Ethiopian women need to be empowered in all spheres of life. But without young women leaders like Birtukan who can fight for Ethiopian democracy and human rights, and women’s rights, talk of improving the status of women in Ethiopia is a mockery of women.
Only Ethiopians can save themselves.
Ethiopians should know that the West and its billions in aid and loans will help but not save them from a famine of food and democracy. Ethiopians in the Diaspora can help by becoming the voice of Ethiopia’s voiceless. But only Ethiopians can save themselves from famine, poverty, dictatorship and division. Only they can solve their problems by creating common cause, building consensus and forging genuine brotherhood and sisterhood among themselves regardless of ethnicity or other factors. Only when they are able to forge unity of purpose and are irrevocably committed to democracy and the rule of law will they be able to cast off the boots of dictatorship from their necks. There is no need to look for answers to what troubles Ethiopia in Washington, D.C., London, Bonn or Beijing. The solution for Ethiopia’s problems is in Ethiopia.

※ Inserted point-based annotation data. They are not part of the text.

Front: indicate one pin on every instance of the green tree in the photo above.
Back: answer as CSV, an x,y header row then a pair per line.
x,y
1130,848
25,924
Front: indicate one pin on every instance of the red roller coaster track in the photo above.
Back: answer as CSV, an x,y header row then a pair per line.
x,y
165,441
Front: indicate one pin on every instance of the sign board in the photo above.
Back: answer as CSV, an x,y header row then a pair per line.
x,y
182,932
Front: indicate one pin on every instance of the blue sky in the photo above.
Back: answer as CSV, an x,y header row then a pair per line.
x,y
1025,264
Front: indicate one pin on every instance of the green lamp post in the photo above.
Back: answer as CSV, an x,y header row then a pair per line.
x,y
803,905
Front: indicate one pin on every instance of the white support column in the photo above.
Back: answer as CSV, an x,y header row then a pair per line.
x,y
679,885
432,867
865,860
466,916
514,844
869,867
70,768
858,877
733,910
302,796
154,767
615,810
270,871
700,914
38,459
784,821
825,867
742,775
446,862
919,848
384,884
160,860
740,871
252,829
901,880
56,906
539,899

Give hope. Always keep hope alive.
The old saying is true that “Man can live about forty days without food, about three days without water, about eight minutes without air, but only for one second without hope.” When dictators swagger arrogantly to show the people that they are omnipotent, omnipresent and omniscient, they are telling them they have no hope. Their message is the same as the one inscribed on the gates of Dante’s Inferno: “Abandon all hope, ye who enter here.” But Ethiopians must never abandon hope. To abandon hope is to lose faith in Ethiopia’s children. When the dictators say, “Look how powerful we are. Give up!”, hope says “keep on keeping on. Tyrants for a time seem invincible but in the end, they always fall.” As Martin L. King said, “We are now experiencing the darkest hour which is just before the dawn of freedom and human dignity.” That is why it is important to keep hope alive in Ethiopia.
Tyrants always fall, but what happens the morning after?
Gandhi spoke an eternal truth: “There have been tyrants and murderers and for a time they seem invincible but in the end, they always fall — think of it, ALWAYS.” In just the past few months, Ben Ali fell in Tunisia; Hosni Mubarak fell and is standing trial in Egypt. Moammar Gadhafi fell and is hiding out in a spider hole somewhere in southern Libya. Bashir Al-Assad is teetering as he continues to butcher Syrians who have kept up the pressure through acts of mass civil disobedience. He too will fall. The question is never, never whether tyrants fall. The question is always, always what happens after they fall!
 This commentary builds upon my set of ten reasons to questions posed by Time Magazine nearly a quarter of a century ago: “Why are Ethiopians starving again? and “What should the world do and not do” to help them?